VkDescriptorPool and ID3D12DescriptorHeaps are sort of similar (thanks Nicolas) in that they both manage allocation of the descriptors themselves.
It should be noted that DX12 only supports at most two descriptor heaps bound to a command list at any given time. One CBVSRVUAV and one sampler. You can have as many descriptor tables as you want referencing these heaps.
On the Vulkan side, there is a hard limit to the max number of descriptor sets that you tell the descriptor pool. On both you have to do a bit of manual accounting on the number of descriptors per type the pool/heap can have. Vulkan is also more explicit with the type of descriptors. Whereas on DX12 descriptors are either CBVSRVUAV or sampler.
DX12 also has a feature where you can sort of bind a CBV on the fly using SetGraphicsRootConstantBufferView. However, the SRV version of this, SetGraphicsRootShaderResourceView, does not work on textures. It's in the docs - but may also take you a couple of hours to figure this out if you're not a careful reader.
Vulkan DirectX 12 --------------- --------------- VkPipelineLayout RootSignature*** VkPipeline ID3D12PipelineState VkVertexInputAttributeDescription D3D12_INPUT_ELEMENT_DESC VkVertexInputBindingDescription "
* **RootSignature - not an exact equivalent to VkPipelineLayout.
DX12 combines the vertex attribute and binding into a single description.
Vulkan DirectX 12 --------------- --------------- VkImage ID3D12Resource VkBuffer ID3D12Resource uniform buffer constant buffer index buffer index buffer vertex buffer vertex buffer VkSampler sampler barriers/transitions barriers/transitions
Barriers on both APIs break down a bit different, but have similar net result.
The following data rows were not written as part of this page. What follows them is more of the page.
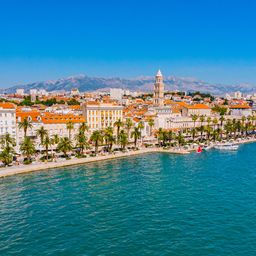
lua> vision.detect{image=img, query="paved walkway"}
[0,148,189,178]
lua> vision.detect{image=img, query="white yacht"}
[214,143,239,150]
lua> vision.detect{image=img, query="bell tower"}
[154,69,164,106]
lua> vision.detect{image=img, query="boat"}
[214,143,239,150]
[196,146,203,153]
[203,145,213,151]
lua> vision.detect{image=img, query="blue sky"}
[0,0,256,87]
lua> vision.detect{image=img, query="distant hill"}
[2,75,256,95]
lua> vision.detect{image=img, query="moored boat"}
[214,143,239,150]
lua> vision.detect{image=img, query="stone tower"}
[154,70,164,106]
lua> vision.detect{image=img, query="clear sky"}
[0,0,256,87]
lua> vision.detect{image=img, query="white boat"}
[203,145,213,150]
[214,143,239,150]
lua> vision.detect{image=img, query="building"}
[110,88,125,101]
[229,104,252,117]
[234,91,243,100]
[154,70,164,106]
[82,102,123,131]
[0,102,16,144]
[70,88,80,97]
[16,109,85,149]
[181,104,212,116]
[16,89,25,96]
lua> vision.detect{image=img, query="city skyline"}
[0,0,256,88]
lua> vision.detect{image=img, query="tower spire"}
[154,69,164,106]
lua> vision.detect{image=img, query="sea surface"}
[0,144,256,256]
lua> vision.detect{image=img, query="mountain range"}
[0,75,256,95]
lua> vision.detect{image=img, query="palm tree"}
[176,131,185,147]
[20,137,36,162]
[119,130,128,150]
[125,118,133,139]
[104,127,116,152]
[148,118,155,136]
[191,115,198,141]
[220,115,225,140]
[131,127,141,148]
[75,129,88,155]
[36,126,48,144]
[0,133,16,148]
[191,115,198,129]
[200,115,205,141]
[0,133,16,165]
[138,121,144,144]
[18,118,33,139]
[66,121,74,140]
[212,117,219,141]
[90,130,103,154]
[79,122,89,133]
[114,119,124,140]
[53,134,60,144]
[41,134,52,161]
[0,148,13,166]
[57,137,73,158]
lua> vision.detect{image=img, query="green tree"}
[90,130,103,154]
[41,134,52,161]
[119,130,128,150]
[131,127,141,148]
[20,137,36,161]
[36,126,48,144]
[75,129,88,155]
[57,137,73,158]
[148,118,155,136]
[18,118,33,139]
[104,127,116,152]
[125,118,133,138]
[0,133,16,165]
[66,121,74,140]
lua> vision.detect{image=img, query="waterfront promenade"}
[0,148,189,178]
[0,138,256,178]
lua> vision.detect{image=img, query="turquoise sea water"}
[0,144,256,256]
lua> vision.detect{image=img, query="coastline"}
[0,138,256,178]
[0,148,190,178]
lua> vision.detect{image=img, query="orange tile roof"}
[229,104,251,109]
[42,114,85,124]
[0,102,15,109]
[184,104,211,109]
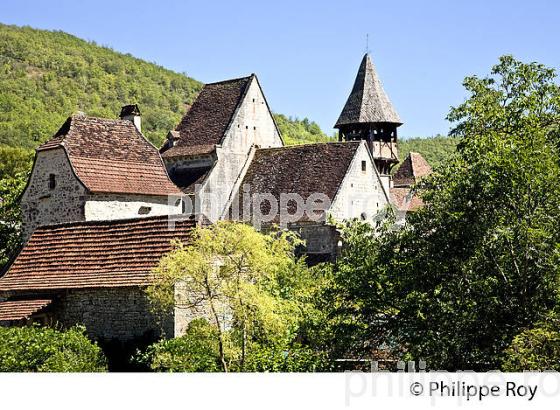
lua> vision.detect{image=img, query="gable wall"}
[329,143,387,221]
[21,148,86,240]
[200,80,283,222]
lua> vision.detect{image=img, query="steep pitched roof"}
[162,74,255,158]
[37,115,180,195]
[0,216,197,291]
[393,152,432,187]
[230,141,360,215]
[0,299,51,321]
[335,54,402,128]
[389,187,424,212]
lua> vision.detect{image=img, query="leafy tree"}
[0,326,107,372]
[147,222,320,371]
[383,56,560,370]
[0,146,32,269]
[136,319,221,372]
[502,315,560,372]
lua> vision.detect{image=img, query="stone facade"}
[21,148,87,238]
[52,287,174,341]
[166,79,283,222]
[329,142,389,222]
[21,148,181,239]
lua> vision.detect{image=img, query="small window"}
[49,174,56,189]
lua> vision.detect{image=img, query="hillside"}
[395,135,458,170]
[0,24,455,165]
[274,114,333,145]
[0,24,202,148]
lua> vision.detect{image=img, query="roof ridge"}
[204,73,256,86]
[257,141,362,151]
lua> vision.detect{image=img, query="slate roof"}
[37,115,180,195]
[393,152,432,187]
[335,54,402,128]
[0,299,51,321]
[230,141,360,217]
[162,74,255,158]
[0,216,197,291]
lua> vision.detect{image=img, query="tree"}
[0,326,107,372]
[0,147,32,269]
[502,314,560,372]
[147,222,320,371]
[383,56,560,370]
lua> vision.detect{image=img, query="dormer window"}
[49,174,56,189]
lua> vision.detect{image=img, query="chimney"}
[119,104,142,132]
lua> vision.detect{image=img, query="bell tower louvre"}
[334,54,402,175]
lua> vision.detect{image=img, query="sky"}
[0,0,560,138]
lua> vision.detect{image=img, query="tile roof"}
[162,74,255,158]
[393,152,432,187]
[230,141,360,215]
[389,187,424,211]
[335,54,402,128]
[0,216,197,291]
[37,115,180,195]
[0,299,51,321]
[169,167,212,194]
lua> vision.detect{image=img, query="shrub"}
[136,319,221,372]
[502,325,560,372]
[0,326,107,372]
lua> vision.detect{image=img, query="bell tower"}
[334,54,402,176]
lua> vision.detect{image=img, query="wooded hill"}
[0,24,455,165]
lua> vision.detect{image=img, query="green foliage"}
[0,326,107,372]
[331,56,560,370]
[502,317,560,372]
[274,114,334,145]
[147,222,326,371]
[137,319,221,372]
[0,24,201,148]
[394,135,459,170]
[0,146,32,269]
[244,343,331,372]
[385,56,560,370]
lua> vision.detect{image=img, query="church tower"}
[334,54,402,176]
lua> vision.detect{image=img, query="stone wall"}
[21,148,86,239]
[200,80,283,222]
[329,142,388,222]
[53,287,173,341]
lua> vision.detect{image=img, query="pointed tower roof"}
[335,54,402,128]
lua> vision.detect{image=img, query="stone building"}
[0,55,427,341]
[21,106,181,238]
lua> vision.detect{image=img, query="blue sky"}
[0,0,560,137]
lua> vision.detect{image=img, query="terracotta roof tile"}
[37,115,180,195]
[393,152,432,187]
[162,75,254,158]
[0,299,51,321]
[0,216,196,291]
[231,142,360,218]
[390,187,424,211]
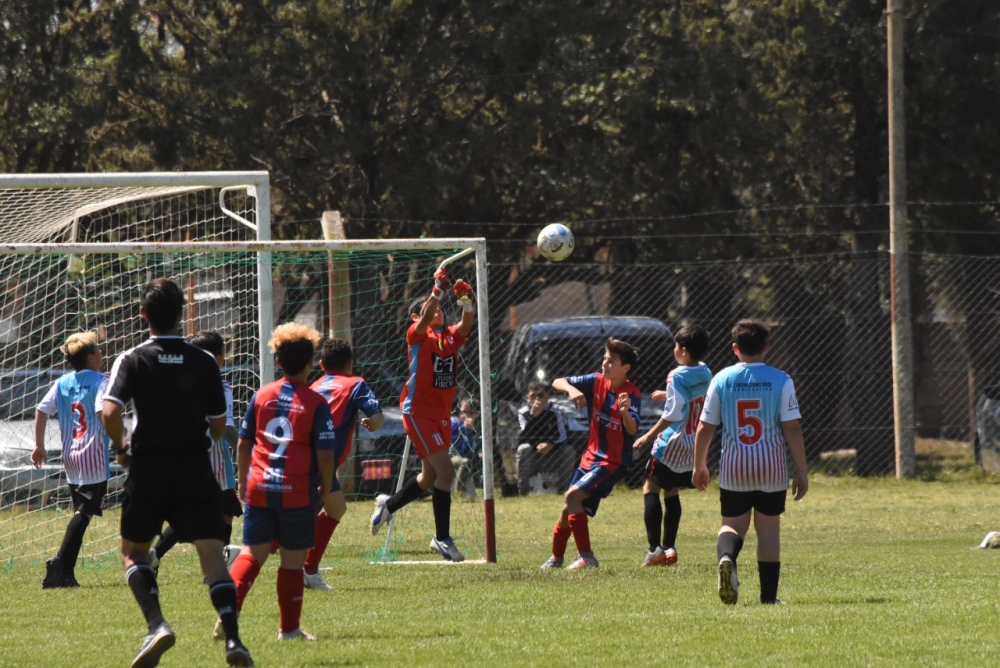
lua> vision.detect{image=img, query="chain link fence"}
[480,245,1000,481]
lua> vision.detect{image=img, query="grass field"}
[0,446,1000,666]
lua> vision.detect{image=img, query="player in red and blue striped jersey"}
[305,338,383,590]
[230,323,337,640]
[542,338,642,569]
[370,269,475,561]
[31,332,111,589]
[691,320,809,605]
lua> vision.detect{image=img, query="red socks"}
[278,568,305,633]
[305,513,340,574]
[229,554,260,610]
[569,513,592,554]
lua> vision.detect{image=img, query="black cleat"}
[132,622,177,668]
[226,639,253,666]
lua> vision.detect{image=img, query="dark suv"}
[494,316,675,486]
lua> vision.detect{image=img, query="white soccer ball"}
[538,223,573,262]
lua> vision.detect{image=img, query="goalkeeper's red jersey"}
[399,323,465,421]
[240,379,336,508]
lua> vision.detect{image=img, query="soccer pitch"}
[0,475,1000,666]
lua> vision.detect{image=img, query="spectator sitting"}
[451,399,483,501]
[517,380,577,495]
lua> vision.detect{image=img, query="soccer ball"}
[538,223,573,262]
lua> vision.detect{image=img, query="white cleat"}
[302,571,333,591]
[278,627,316,640]
[431,536,465,561]
[371,494,392,536]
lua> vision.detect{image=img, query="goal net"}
[0,172,495,570]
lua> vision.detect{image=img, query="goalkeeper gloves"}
[455,280,475,313]
[431,269,451,301]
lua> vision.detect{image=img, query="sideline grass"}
[0,476,1000,667]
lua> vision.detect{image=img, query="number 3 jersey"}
[701,362,800,492]
[399,323,465,423]
[37,369,111,485]
[653,363,712,473]
[240,379,336,508]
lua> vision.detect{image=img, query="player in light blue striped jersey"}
[632,325,712,567]
[31,332,111,589]
[692,320,809,605]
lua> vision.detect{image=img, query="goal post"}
[0,227,496,564]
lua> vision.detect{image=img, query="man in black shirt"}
[517,380,577,495]
[103,278,253,668]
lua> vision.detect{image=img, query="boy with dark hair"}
[517,380,575,495]
[31,332,111,589]
[542,338,642,569]
[103,278,253,668]
[370,269,475,561]
[691,320,809,605]
[632,325,712,566]
[232,323,337,640]
[304,338,383,591]
[148,331,243,576]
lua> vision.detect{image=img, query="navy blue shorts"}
[243,504,316,550]
[646,457,694,489]
[719,488,788,517]
[569,464,625,517]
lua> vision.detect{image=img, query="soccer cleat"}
[132,622,177,668]
[719,557,740,605]
[642,546,667,568]
[431,536,465,561]
[226,638,253,667]
[566,552,600,571]
[542,557,562,569]
[663,547,677,566]
[278,627,316,640]
[371,494,392,536]
[302,571,333,591]
[42,557,67,589]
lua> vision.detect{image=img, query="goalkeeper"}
[371,269,475,561]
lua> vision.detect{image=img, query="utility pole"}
[886,0,917,478]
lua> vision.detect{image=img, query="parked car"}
[494,316,674,486]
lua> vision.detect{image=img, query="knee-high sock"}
[229,554,260,610]
[278,568,305,633]
[552,522,573,559]
[569,513,593,554]
[757,561,781,603]
[642,492,663,552]
[208,580,240,640]
[56,513,90,575]
[303,513,340,573]
[663,496,681,547]
[125,564,163,631]
[431,487,451,538]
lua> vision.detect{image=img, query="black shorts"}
[121,452,226,544]
[646,457,694,489]
[69,480,108,517]
[719,488,788,517]
[219,489,243,517]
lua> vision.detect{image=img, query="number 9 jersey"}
[701,362,800,492]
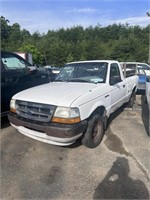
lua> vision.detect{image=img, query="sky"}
[0,0,150,34]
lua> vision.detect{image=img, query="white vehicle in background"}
[9,60,138,148]
[120,62,150,76]
[138,63,150,76]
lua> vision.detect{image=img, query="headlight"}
[52,107,80,124]
[10,99,16,112]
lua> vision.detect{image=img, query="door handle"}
[105,94,109,98]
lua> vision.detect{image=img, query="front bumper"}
[8,112,87,146]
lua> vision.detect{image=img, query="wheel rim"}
[92,120,102,141]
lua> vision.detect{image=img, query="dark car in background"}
[0,51,55,116]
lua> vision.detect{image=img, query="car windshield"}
[1,53,31,71]
[55,62,108,83]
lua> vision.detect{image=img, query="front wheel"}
[82,114,104,148]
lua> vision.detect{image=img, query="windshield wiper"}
[67,79,91,83]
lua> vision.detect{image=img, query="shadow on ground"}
[1,116,10,128]
[93,157,149,199]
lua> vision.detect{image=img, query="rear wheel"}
[82,114,104,148]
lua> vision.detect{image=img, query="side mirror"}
[146,76,150,82]
[110,76,122,85]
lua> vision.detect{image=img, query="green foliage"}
[1,16,149,66]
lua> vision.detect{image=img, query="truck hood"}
[13,82,103,107]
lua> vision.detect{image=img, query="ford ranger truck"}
[8,60,138,148]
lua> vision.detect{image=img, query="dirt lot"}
[0,95,150,199]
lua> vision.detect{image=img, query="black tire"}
[82,114,104,148]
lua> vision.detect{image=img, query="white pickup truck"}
[8,60,138,148]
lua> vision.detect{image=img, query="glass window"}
[1,53,30,70]
[56,62,108,83]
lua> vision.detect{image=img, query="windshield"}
[1,53,30,71]
[55,62,108,83]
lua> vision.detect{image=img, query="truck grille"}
[16,100,56,122]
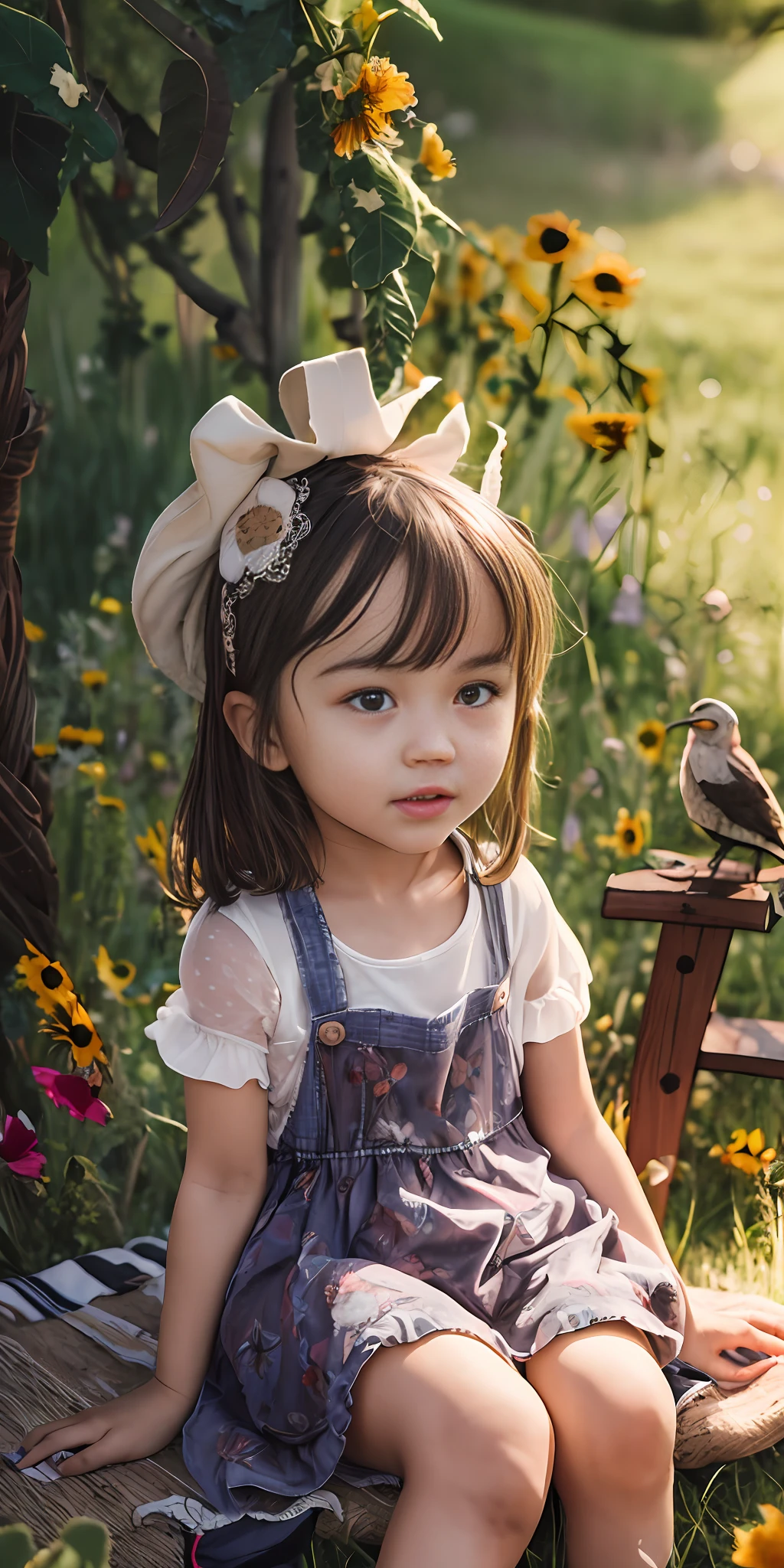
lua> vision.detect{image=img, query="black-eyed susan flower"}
[636,718,666,763]
[77,760,106,784]
[525,211,590,263]
[709,1128,776,1176]
[329,55,417,158]
[57,724,103,746]
[566,413,645,462]
[732,1502,784,1568]
[93,944,136,1002]
[41,991,106,1068]
[419,121,458,181]
[15,938,74,1013]
[573,251,645,311]
[596,806,651,859]
[136,822,169,887]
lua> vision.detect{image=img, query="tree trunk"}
[260,77,301,422]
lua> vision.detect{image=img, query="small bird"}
[666,696,784,877]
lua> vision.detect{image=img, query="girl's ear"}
[223,691,289,773]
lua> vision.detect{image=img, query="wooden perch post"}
[602,854,784,1224]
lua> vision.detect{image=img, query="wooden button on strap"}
[318,1018,345,1046]
[491,982,510,1013]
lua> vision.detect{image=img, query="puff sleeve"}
[505,861,593,1047]
[144,906,281,1088]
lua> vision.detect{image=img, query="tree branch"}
[211,149,259,317]
[136,234,265,374]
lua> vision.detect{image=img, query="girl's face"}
[224,563,516,854]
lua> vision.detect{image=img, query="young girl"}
[18,350,782,1568]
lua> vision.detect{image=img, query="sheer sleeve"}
[508,861,591,1046]
[144,908,281,1088]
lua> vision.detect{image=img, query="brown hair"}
[172,453,554,908]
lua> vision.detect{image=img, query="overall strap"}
[277,887,348,1018]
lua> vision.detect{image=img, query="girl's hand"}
[18,1377,193,1475]
[681,1306,784,1390]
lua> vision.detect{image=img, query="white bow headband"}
[132,348,507,701]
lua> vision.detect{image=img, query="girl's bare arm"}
[19,1079,266,1475]
[522,1028,784,1386]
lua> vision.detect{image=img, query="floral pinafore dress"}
[184,884,684,1520]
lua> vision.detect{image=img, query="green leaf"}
[0,5,118,162]
[60,1520,111,1568]
[217,0,295,103]
[0,93,67,273]
[398,0,444,44]
[0,1524,36,1568]
[338,151,419,290]
[364,271,417,397]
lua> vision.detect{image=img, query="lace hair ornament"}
[132,348,507,701]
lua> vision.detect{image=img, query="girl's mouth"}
[392,790,455,817]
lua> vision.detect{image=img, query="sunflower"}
[93,944,136,1002]
[566,414,645,462]
[573,251,645,311]
[57,724,103,746]
[525,211,590,265]
[596,806,651,859]
[636,718,666,763]
[41,991,106,1068]
[136,822,169,887]
[417,121,458,181]
[732,1502,784,1568]
[709,1128,776,1176]
[15,938,74,1013]
[329,55,417,158]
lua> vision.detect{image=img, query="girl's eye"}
[456,681,498,707]
[348,690,395,714]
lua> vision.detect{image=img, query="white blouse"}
[144,839,591,1148]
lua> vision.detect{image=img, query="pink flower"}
[0,1116,47,1178]
[31,1068,111,1128]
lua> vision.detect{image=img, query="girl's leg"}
[345,1333,554,1568]
[525,1324,676,1568]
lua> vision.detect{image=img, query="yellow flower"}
[15,938,74,1013]
[636,718,666,762]
[709,1128,774,1179]
[498,309,531,344]
[77,762,106,784]
[136,822,169,887]
[573,251,645,311]
[596,806,651,859]
[329,55,417,158]
[732,1502,784,1568]
[525,211,588,265]
[566,414,645,462]
[41,992,106,1068]
[419,121,458,181]
[57,724,103,746]
[93,946,136,1002]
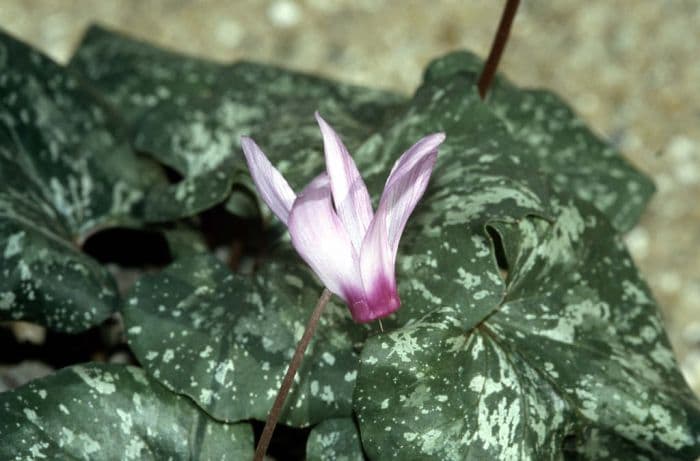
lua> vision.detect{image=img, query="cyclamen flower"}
[241,112,445,322]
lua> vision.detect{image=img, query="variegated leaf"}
[425,51,654,231]
[354,200,700,460]
[0,28,164,331]
[306,418,365,461]
[70,27,403,219]
[123,255,366,426]
[0,364,253,461]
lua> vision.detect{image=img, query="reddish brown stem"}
[478,0,520,99]
[253,288,331,461]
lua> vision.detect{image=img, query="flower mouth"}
[241,113,445,323]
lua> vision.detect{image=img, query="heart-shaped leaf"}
[70,27,403,217]
[0,27,171,331]
[425,51,654,231]
[0,364,253,460]
[123,255,366,426]
[306,418,365,461]
[354,200,700,460]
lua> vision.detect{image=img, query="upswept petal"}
[241,136,296,224]
[288,173,363,305]
[382,133,445,255]
[358,203,401,322]
[314,112,372,252]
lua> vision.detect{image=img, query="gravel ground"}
[0,0,700,394]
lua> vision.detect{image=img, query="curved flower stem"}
[253,288,331,461]
[478,0,520,99]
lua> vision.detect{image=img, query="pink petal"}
[360,134,445,321]
[353,207,401,322]
[315,112,372,252]
[375,133,445,255]
[288,173,364,306]
[241,136,296,224]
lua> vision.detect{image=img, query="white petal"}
[315,112,372,252]
[360,203,401,322]
[375,133,445,255]
[288,173,363,304]
[241,136,296,224]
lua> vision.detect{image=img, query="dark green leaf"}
[123,255,365,426]
[306,418,365,461]
[0,364,253,461]
[354,201,700,460]
[0,32,163,331]
[426,51,654,231]
[70,27,403,218]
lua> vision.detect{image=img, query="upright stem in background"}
[478,0,520,99]
[253,288,331,461]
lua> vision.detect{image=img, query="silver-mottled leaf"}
[306,418,365,461]
[425,51,654,231]
[123,255,366,426]
[70,27,403,216]
[0,32,164,331]
[354,199,700,460]
[0,364,253,461]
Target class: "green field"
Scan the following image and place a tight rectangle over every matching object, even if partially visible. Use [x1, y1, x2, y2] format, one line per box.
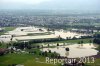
[0, 27, 16, 35]
[0, 53, 58, 66]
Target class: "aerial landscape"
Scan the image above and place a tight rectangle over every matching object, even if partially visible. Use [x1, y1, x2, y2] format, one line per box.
[0, 0, 100, 66]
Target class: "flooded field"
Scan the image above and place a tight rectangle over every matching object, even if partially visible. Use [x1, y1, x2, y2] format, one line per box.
[41, 43, 98, 58]
[0, 27, 88, 42]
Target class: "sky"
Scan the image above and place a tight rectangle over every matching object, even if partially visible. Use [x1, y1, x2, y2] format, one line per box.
[0, 0, 100, 10]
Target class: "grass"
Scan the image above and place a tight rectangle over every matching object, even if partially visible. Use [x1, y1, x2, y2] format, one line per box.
[33, 38, 93, 45]
[86, 59, 100, 66]
[0, 53, 58, 66]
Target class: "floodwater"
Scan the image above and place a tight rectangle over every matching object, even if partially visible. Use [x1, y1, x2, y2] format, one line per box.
[41, 44, 98, 58]
[0, 27, 91, 42]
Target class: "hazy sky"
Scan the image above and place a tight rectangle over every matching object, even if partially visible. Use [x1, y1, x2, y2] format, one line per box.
[0, 0, 100, 10]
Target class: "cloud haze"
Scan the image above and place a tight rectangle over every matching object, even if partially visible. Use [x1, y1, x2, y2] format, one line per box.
[0, 0, 100, 10]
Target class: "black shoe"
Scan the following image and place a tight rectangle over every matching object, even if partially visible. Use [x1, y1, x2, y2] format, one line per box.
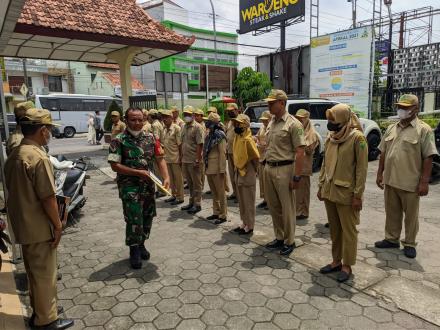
[28, 306, 64, 328]
[238, 229, 254, 235]
[187, 205, 202, 214]
[319, 264, 342, 274]
[374, 239, 400, 249]
[180, 204, 194, 211]
[214, 218, 227, 225]
[130, 245, 142, 269]
[403, 246, 417, 259]
[32, 319, 74, 330]
[139, 243, 150, 260]
[266, 239, 284, 250]
[227, 194, 237, 201]
[280, 244, 296, 256]
[257, 201, 267, 209]
[336, 271, 351, 283]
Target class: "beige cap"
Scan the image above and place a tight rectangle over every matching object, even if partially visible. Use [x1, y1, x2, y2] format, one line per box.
[226, 103, 238, 111]
[14, 101, 35, 118]
[396, 94, 419, 107]
[295, 109, 310, 118]
[232, 113, 251, 127]
[207, 112, 220, 123]
[259, 111, 272, 121]
[264, 89, 287, 102]
[20, 108, 61, 126]
[194, 108, 205, 116]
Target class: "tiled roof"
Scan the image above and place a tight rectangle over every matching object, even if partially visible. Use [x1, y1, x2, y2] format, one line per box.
[15, 0, 194, 50]
[87, 63, 119, 70]
[102, 72, 145, 90]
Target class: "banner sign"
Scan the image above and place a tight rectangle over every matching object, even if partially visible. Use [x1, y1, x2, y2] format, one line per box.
[238, 0, 306, 34]
[310, 27, 373, 117]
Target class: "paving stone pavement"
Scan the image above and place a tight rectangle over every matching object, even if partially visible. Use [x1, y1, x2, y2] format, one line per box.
[13, 158, 440, 330]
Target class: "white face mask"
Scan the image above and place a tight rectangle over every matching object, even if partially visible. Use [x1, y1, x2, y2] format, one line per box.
[397, 109, 411, 120]
[127, 127, 142, 137]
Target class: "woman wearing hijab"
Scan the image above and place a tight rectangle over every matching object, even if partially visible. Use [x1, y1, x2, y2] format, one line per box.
[318, 104, 368, 282]
[87, 113, 96, 144]
[203, 112, 227, 225]
[295, 109, 319, 220]
[232, 114, 260, 235]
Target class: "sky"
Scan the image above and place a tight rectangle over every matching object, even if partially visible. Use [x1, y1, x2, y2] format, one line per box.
[156, 0, 440, 68]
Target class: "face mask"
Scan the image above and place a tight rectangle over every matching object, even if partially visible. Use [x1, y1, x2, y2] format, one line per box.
[127, 127, 142, 137]
[234, 127, 244, 135]
[327, 121, 342, 132]
[397, 109, 411, 119]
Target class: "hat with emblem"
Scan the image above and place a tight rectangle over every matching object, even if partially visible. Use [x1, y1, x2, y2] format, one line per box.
[232, 113, 251, 127]
[396, 94, 419, 107]
[20, 108, 61, 126]
[264, 89, 287, 102]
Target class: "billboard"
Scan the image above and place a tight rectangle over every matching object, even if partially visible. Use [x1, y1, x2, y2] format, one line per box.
[310, 27, 373, 117]
[238, 0, 306, 34]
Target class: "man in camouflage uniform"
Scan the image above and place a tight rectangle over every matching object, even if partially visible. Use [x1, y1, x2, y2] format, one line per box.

Vulkan DirectX 12 --------------- --------------- VkRenderPass render pass VkFramebuffer collection of ID3D12Resource subpass n/a n/a render target
Vulkan render passes have a nice auto-resolve feature. DX12 doesn't have this AFIAK. Both APIs provide functions for manual resolve.
There's not a direct equivalence between VkFramebuffer and any objects in DX12. A collection of ID3D12Resource that map to RTVs is a loose similarity.
VkFramebuffer acts more or less like an attachment pool that VkRenderPass references using an index. Subpasses within a VkRenderPass can reference any of the attachments in a VkFramebuffer assuming the same attachment isn't referenced more than once per subpass. Max number of color attachments used at once is limited to VkPhysicalDeviceLimits.maxColorAttachments.
DX12's render targets are just RTVs that are backed by an ID3D12Resource objects. Max number of color attachments used at once is limited to D3D12_SIMULTANEOUS_RENDER_TARGET_COUNT (8).
Both APIs require you to specify the render targets/passes at the creation of the pipeline objects. However, Vulkan allows you to use compatible render passes, so you're not locked into the ones you specify during the pipline creation. I haven't tested it on DX12, but I would guess since it's just an RTV, this is also true on DX12.